As the IRS prepares for a massive expansion that will empower it to probe into more Americans’ finances, a Republican senator is asking the agency’s inspector general to perform an audit to see how many of its own employees are tax cheats.

Sen. Joni Ernst, Iowa Republican, said previous reviews have found hundreds of IRS employees in arrears, and she said it’s time to do a new check to see how many bad apples remain.

“Innocent, hard-working Americans should not be subjected to unfair and costly IRS audits when the agency is ignoring tax cheats on its own payroll,” the senator said in a letter to Treasury Inspector General for Tax Administration J. Russell George.



The IRS is under intense scrutiny after Democrats passed legislation earlier this month that included about $80 billion in new money for the agency over the next decade.

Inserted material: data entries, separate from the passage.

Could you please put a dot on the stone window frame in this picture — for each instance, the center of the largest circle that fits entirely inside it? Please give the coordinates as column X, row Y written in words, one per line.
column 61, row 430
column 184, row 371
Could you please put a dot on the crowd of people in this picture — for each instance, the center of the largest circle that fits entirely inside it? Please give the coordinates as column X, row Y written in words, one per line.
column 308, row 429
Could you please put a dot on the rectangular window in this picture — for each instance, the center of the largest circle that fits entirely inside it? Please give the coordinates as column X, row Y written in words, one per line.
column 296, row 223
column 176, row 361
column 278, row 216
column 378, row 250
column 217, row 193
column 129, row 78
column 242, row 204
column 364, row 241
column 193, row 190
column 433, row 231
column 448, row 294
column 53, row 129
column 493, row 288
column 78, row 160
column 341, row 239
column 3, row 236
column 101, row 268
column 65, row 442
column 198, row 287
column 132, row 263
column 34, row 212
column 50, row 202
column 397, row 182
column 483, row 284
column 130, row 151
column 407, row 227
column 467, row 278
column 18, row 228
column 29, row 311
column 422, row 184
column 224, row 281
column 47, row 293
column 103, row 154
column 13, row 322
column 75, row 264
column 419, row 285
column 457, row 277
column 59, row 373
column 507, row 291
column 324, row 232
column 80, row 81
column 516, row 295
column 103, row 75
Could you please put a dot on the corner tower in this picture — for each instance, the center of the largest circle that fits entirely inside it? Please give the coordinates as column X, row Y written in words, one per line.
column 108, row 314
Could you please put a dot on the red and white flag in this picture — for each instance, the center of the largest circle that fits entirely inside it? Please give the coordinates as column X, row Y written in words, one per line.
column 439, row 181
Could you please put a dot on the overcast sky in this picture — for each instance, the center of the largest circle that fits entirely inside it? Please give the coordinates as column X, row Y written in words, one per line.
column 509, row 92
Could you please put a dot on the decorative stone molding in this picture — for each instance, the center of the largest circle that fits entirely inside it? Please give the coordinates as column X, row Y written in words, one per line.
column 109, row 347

IRS officials in the past have said that could be used to hire 87,000 new employees, essentially doubling its size, and to upgrade the agency’s information and computer systems.

Democrats insist they intended only for high-income taxpayers to feel the heat, but Republicans say there’s no way the extra manpower doesn’t result in more audits and higher compliance costs for lower-income filers as well.

Ms. Ernst said she wants to make sure those who are doing the scrutiny are themselves above reproach.

It’s a real issue.

A 2019 report by Mr. George and TIGTA said the IRS itself had identified 1,250 IRS employees who had failed to pay their full taxes in 2017.  That’s nearly 2% of the agency’s workforce.

Making matters worse, TIGTA in 2017 reported that the IRS had a habit of rehiring employees with past tax problems.

“We have a real problem if the IRS staff who enforce the tax law aren’t paying their own taxes and can’t even understand how to properly fill out the agency’s tax forms!” Ms. Ernst said in a statement announcing her request.

She slapped the IRS with her monthly Squeal Award. The name stems from her 2014 Senate campaign, where she ran an ad highlighting her time as a girl on her Iowa farm castrating pigs and vowed to bring her pork-cutting skills to Washington’s “big spenders.”